Gabon : six jeunes incarcérés à Libreville après le rebondissement judiciaire de l’affaire Warren Loundou
Libreville, Vendredi 31 Octobre 2025 (Infos Gabon) – Un nouveau tournant a été pris jeudi 30 octobre dans l’affaire tragique de Warren Aaron Pango Loundou, adolescent de 15 ans violemment agressé par des camarades de son établissement scolaire à Libreville.
Le nouveau juge en charge du dossier a ordonné l’incarcération de six des sept jeunes mis en cause, qui ont été placés sous mandat de dépôt à la maison d’arrêt de Libreville. Cette décision intervient après la suspension de la magistrate initialement chargée du dossier, une mesure exceptionnelle prise à la suite de plusieurs manquements relevés dans la conduite de l’instruction.
Une affaire qui secoue la justice et l’opinion publique
L’agression de Warren Loundou, élève du lycée René Descartes de Batterie 4, dans le 1er arrondissement de Libreville, avait provoqué une vive émotion à travers tout le pays. La violence des faits et la diffusion rapide des images sur les réseaux sociaux avaient déclenché une onde d’indignation, relançant le débat sur les dérives de la jeunesse, la responsabilité parentale et la montée des violences scolaires.
Alors que l’enquête semblait marquer le pas, le Tribunal de première instance de Libreville a décidé de suspendre la juge pour enfants en charge du dossier, Mme Leïla Charlène Ndondo Ngossa épouse Leyigui, estimant que la procédure avait connu de « graves irrégularités ».
Les manquements reprochés à la magistrate
Selon plusieurs sources judiciaires, la magistrate aurait notamment entretenu un échange direct avec un parent d’un des agresseurs présumés, sans la présence des représentants légaux de la victime, une entorse manifeste au principe du contradictoire. Elle est également accusée d’avoir ordonné la détention provisoire de deux mis en cause tout en renvoyant les autres auditions pour des raisons techniques, évoquant une coupure d’électricité.
Une justification jugée insuffisante par la hiérarchie judiciaire, puisque, comme l’a rappelé un cadre du Palais de justice, « la rédaction manuelle reste une option légale en cas d’indisponibilité du système informatique ».
Face à ces manquements, le Conseil supérieur de la magistrature a ordonné sa suspension temporaire de trois mois, dans l’attente des conclusions d’une enquête interne.
Un nouveau juge, une reprise rapide de l’enquête
Le dossier a aussitôt été confié à un nouveau juge d’instruction, qui a relancé la procédure sans délai. Les sept adolescents suspectés d’avoir participé à l’agression ont été auditionnés dans la journée du jeudi. À l’issue de ces auditions, six d’entre eux ont été placés en détention préventive, tandis qu’un seul a été laissé libre sous contrôle judiciaire, le temps que l’enquête détermine la part de responsabilité de chacun.

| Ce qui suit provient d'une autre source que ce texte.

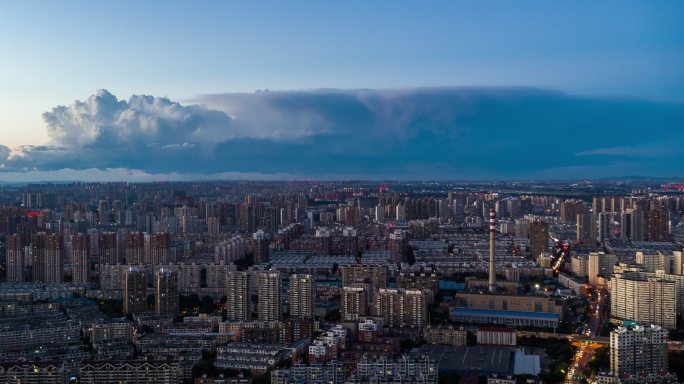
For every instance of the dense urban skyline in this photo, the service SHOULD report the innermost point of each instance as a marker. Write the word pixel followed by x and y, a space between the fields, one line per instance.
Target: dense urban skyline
pixel 451 91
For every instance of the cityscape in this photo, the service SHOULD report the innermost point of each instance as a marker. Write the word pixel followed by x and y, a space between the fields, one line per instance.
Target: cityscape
pixel 445 192
pixel 309 281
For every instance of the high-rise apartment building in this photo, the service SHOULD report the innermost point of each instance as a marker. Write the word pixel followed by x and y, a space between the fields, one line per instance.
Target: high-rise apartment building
pixel 522 228
pixel 638 350
pixel 652 262
pixel 656 226
pixel 570 209
pixel 401 307
pixel 604 226
pixel 300 323
pixel 350 241
pixel 47 258
pixel 166 292
pixel 108 248
pixel 539 238
pixel 324 241
pixel 269 307
pixel 354 303
pixel 159 244
pixel 375 275
pixel 135 291
pixel 398 246
pixel 301 295
pixel 586 229
pixel 678 259
pixel 15 259
pixel 80 258
pixel 134 246
pixel 261 241
pixel 646 300
pixel 600 264
pixel 238 297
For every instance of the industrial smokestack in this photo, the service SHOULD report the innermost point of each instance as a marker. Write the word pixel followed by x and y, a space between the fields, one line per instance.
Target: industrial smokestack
pixel 492 234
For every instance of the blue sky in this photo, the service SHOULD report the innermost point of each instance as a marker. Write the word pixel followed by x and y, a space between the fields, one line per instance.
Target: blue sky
pixel 615 64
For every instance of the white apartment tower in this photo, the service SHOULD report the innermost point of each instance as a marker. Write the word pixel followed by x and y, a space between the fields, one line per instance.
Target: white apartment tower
pixel 638 350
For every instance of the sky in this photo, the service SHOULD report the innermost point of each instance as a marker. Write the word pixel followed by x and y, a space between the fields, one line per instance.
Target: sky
pixel 138 91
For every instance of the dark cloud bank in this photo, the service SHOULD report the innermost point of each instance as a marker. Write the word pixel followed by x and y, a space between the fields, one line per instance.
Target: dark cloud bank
pixel 439 133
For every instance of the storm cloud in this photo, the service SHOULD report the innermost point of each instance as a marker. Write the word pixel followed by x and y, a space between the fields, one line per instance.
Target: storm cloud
pixel 442 133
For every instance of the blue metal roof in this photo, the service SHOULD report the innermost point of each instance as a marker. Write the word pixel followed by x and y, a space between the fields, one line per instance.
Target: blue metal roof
pixel 446 284
pixel 496 312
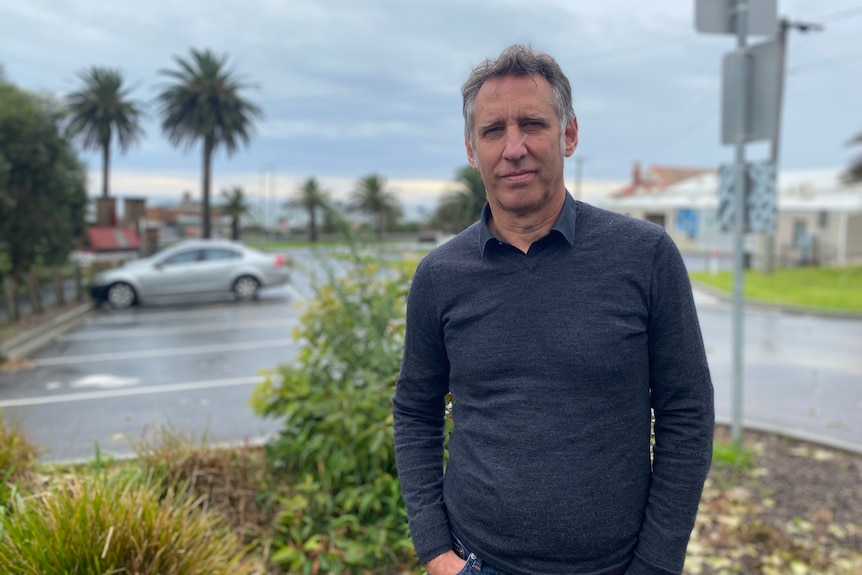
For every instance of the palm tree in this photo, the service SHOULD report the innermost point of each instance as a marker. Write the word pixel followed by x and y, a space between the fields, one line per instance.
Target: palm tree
pixel 203 103
pixel 311 198
pixel 460 208
pixel 236 205
pixel 371 197
pixel 854 171
pixel 101 110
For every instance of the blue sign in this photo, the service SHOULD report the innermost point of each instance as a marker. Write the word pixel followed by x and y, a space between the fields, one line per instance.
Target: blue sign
pixel 686 222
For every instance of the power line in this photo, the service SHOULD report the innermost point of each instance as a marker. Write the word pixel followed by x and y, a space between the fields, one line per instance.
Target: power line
pixel 842 15
pixel 823 63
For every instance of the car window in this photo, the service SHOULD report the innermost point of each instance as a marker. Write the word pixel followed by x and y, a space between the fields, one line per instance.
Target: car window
pixel 183 258
pixel 220 254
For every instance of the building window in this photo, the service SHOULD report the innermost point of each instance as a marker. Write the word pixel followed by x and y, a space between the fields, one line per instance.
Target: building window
pixel 655 218
pixel 800 237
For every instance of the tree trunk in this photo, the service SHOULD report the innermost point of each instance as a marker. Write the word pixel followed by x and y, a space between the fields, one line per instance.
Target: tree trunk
pixel 206 230
pixel 33 293
pixel 106 165
pixel 312 226
pixel 79 283
pixel 59 285
pixel 10 292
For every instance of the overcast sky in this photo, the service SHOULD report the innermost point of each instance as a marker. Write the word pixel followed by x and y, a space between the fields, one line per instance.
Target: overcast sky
pixel 354 87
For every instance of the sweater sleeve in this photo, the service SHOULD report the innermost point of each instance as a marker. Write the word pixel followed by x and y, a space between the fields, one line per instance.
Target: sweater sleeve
pixel 419 411
pixel 682 401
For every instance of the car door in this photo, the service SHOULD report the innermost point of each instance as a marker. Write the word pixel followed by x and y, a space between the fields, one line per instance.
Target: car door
pixel 217 269
pixel 177 274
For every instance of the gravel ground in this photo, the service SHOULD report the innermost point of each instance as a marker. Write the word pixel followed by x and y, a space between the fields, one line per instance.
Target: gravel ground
pixel 796 510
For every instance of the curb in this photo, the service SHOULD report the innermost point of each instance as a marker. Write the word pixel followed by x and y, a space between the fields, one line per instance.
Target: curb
pixel 29 342
pixel 757 305
pixel 805 436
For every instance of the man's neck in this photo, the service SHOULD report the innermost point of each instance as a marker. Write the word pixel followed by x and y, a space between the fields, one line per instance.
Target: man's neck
pixel 521 232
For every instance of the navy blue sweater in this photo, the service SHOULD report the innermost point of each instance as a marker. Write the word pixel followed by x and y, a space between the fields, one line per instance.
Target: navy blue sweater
pixel 555 358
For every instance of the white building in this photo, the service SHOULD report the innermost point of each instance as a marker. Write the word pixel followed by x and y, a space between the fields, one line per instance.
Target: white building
pixel 819 218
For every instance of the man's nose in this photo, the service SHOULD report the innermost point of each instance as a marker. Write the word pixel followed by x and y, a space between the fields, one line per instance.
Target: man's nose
pixel 515 148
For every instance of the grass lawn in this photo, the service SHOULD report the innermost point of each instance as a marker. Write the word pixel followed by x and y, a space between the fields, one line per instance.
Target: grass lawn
pixel 811 287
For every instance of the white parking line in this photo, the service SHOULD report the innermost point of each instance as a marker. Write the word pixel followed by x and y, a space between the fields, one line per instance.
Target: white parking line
pixel 149 390
pixel 164 352
pixel 151 331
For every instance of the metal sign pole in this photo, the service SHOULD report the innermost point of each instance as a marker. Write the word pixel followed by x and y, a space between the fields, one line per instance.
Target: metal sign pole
pixel 741 21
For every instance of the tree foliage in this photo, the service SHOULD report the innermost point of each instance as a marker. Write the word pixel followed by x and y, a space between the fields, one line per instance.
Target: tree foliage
pixel 314 200
pixel 344 513
pixel 371 197
pixel 458 209
pixel 43 193
pixel 202 102
pixel 854 170
pixel 101 112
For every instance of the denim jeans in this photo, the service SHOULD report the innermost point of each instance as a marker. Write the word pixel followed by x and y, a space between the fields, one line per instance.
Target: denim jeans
pixel 475 565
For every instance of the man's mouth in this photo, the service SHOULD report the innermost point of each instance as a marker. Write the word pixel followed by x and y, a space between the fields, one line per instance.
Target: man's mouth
pixel 518 177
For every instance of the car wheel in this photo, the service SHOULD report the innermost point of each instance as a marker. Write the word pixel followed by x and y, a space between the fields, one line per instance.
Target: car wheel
pixel 121 295
pixel 245 288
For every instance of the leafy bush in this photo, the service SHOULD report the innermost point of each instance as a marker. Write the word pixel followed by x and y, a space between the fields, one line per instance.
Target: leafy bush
pixel 344 513
pixel 118 523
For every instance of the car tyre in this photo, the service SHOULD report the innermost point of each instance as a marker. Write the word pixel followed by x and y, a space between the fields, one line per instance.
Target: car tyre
pixel 246 288
pixel 121 296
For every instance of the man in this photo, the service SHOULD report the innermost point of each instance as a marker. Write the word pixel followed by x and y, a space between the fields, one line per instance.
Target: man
pixel 557 327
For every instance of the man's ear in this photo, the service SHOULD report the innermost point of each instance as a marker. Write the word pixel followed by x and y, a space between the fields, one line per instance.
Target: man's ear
pixel 470 157
pixel 571 137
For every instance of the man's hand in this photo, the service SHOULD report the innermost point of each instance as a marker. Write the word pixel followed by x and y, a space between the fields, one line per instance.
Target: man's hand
pixel 445 564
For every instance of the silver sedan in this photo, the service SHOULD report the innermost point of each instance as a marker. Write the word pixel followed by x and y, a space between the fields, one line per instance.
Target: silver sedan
pixel 188 268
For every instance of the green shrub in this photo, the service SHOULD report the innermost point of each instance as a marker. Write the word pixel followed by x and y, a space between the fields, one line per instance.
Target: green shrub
pixel 344 512
pixel 733 456
pixel 17 459
pixel 118 523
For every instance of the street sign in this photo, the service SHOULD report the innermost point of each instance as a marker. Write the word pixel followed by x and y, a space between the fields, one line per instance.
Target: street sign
pixel 761 205
pixel 718 17
pixel 763 83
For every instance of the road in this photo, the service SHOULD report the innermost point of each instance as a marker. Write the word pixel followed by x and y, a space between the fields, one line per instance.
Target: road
pixel 802 374
pixel 192 368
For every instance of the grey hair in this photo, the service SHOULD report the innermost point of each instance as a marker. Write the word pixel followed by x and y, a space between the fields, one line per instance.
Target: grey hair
pixel 518 60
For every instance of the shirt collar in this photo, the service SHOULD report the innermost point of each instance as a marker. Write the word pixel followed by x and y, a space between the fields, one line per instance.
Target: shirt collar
pixel 565 224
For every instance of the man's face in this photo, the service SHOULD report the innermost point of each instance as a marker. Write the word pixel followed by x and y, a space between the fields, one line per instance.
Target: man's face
pixel 518 146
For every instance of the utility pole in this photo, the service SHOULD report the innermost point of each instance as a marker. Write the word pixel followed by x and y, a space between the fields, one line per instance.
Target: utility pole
pixel 579 163
pixel 741 18
pixel 783 26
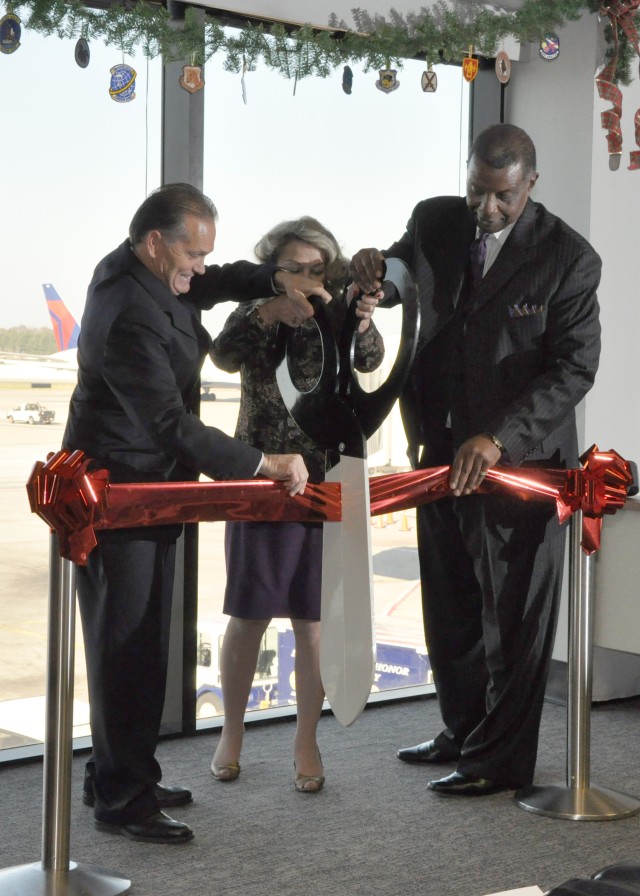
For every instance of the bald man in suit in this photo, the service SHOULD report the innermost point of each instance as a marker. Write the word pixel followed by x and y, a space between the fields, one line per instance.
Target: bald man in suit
pixel 509 346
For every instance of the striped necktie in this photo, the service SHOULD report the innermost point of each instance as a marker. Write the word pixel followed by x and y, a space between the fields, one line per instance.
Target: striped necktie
pixel 477 256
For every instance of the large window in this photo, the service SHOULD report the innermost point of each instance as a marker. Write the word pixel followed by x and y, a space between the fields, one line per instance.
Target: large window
pixel 76 165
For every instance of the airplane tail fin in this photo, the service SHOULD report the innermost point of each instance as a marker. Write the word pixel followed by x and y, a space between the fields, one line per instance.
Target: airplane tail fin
pixel 65 328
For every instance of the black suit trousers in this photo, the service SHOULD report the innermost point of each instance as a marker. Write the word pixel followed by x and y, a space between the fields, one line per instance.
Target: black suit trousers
pixel 491 570
pixel 125 594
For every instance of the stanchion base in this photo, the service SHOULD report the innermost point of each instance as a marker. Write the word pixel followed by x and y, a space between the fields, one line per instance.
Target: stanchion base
pixel 577 804
pixel 78 880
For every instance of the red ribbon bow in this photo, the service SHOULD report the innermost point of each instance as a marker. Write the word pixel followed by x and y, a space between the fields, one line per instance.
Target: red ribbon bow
pixel 76 502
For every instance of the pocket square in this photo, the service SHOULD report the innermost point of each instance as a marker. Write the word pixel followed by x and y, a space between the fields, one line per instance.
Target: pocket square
pixel 524 310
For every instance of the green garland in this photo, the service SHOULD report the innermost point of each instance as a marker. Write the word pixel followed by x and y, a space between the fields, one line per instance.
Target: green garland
pixel 441 35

Cette décision judiciaire, perçue comme un signe de fermeté, a été saluée par une partie de l’opinion publique, qui réclamait une réponse exemplaire après plusieurs affaires de violences scolaires survenues ces derniers mois.
Un signal fort contre l’impunité
Pour de nombreux observateurs, ce rebondissement illustre la volonté des autorités judiciaires de restaurer la confiance des citoyens dans l’institution judiciaire et de démontrer que nul n’est au-dessus de la loi, quel que soit son statut social ou familial. « C’est un signal fort envoyé à la société : la justice veille, et les erreurs de procédure ne doivent jamais être un obstacle à la vérité », a commenté un avocat au barreau d Gabon.
L’enquête suit désormais son cours, sous la supervision du nouveau juge d’instruction. Les auditions des témoins et des responsables de l’établissement devraient se poursuivre dans les prochains jours. La Caisse des écoles et les services sociaux ont, de leur côté, entamé un suivi psychologique auprès de la famille de la victime.
Pour l’heure, le jeune Warren Loundou poursuit sa convalescence, tandis que l’opinion attend avec attention la suite judiciaire de cette affaire, devenue emblématique des défis éducatifs et moraux auxquels fait face la société gabonaise.